Persistent Postirradiation Skeletal Muscle Protein and Insulin Sensitivity Changes in Nonhuman Primates

Increased incidence of diabetes has been reported after whole-body irradiation in cancer survivors and in the years after exposure in research studies of nonhuman primates. Type 2 diabetes presents in the absence of obesity and suggests that skeletal muscle, the predominant organ responsible for minute-to-minute glucose disposal, is persistently dysfunctional. We evaluated skeletal muscle (SkM) from control (CTL, n = 8) and irradiated (IRRAD, n = 16) male rhesus macaques (Macaca mulatta) that had been exposed to an average whole-body dose of 6.5 Gy after an average of 4 years of follow-up. Irradiated animals had deficient SkM basal and insulin-stimulated receptor activation that was unrelated to histologically assessed fiber size, extracellular matrix and endothelial components. Protein extracted from irradiated muscle showed that Akt2, downstream of insulin receptor activation, was sulfenyl-modified and thus a target for radiation-related glycemic dysregulation.
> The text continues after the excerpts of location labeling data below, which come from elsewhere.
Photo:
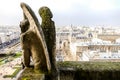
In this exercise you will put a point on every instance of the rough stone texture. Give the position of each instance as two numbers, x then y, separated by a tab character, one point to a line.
48	28
32	41
30	74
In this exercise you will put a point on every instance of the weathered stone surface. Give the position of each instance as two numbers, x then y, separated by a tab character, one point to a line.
30	74
48	28
33	42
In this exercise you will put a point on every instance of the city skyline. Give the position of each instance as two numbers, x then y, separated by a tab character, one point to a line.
66	12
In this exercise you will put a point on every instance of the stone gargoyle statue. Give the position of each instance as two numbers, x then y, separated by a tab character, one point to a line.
33	41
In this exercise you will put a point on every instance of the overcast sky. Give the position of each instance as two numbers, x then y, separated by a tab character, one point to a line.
66	12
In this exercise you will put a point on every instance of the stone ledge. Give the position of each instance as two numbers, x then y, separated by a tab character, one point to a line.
30	74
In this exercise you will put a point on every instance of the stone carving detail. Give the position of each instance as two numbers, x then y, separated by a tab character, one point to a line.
33	42
48	28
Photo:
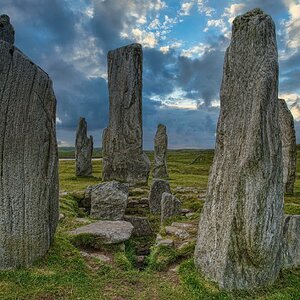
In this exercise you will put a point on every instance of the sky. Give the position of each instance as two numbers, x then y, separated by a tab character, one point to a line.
183	42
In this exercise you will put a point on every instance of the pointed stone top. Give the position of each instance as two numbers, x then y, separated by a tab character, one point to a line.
7	32
128	48
252	17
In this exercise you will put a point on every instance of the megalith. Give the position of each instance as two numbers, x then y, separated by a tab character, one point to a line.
289	146
158	187
83	150
240	230
122	141
29	186
160	152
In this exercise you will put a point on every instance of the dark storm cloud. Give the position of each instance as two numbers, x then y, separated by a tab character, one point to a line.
202	75
47	31
43	20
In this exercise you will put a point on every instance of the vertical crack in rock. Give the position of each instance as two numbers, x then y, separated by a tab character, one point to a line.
28	158
289	146
123	156
83	150
240	230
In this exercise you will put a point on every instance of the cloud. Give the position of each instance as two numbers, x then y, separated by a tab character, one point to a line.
186	8
292	26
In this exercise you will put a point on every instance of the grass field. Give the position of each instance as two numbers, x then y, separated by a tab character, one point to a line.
65	274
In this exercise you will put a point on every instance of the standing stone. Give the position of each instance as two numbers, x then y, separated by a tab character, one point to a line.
240	231
170	206
108	200
123	156
160	152
158	187
291	242
7	32
289	146
28	160
83	150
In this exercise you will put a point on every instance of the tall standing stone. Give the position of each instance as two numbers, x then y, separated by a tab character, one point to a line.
83	150
240	231
160	152
28	160
123	156
289	146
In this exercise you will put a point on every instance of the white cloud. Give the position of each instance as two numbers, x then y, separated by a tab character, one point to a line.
147	39
177	99
167	48
186	8
197	51
233	10
293	102
219	23
203	8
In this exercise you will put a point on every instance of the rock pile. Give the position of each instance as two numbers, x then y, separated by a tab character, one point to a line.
108	200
Shotgun proteomics identified upregulation of many mitochondrial and peroxisome-associated proteins, and increases were confirmed by immunoblotting of select protein targets. Proteomic pathway enrichment mapping showed distinct protein clustering between CTL and IRRAD groups. Mitochondrial proteins were surveyed and confirm that mitochondrial turnover may be increased after irradiation with higher fission and fusion markers. The results indicate that irradiated muscle is persistently insulin resistant, with evidence of intracellular protein oxidation and shifts in mitochondrial dynamics and function.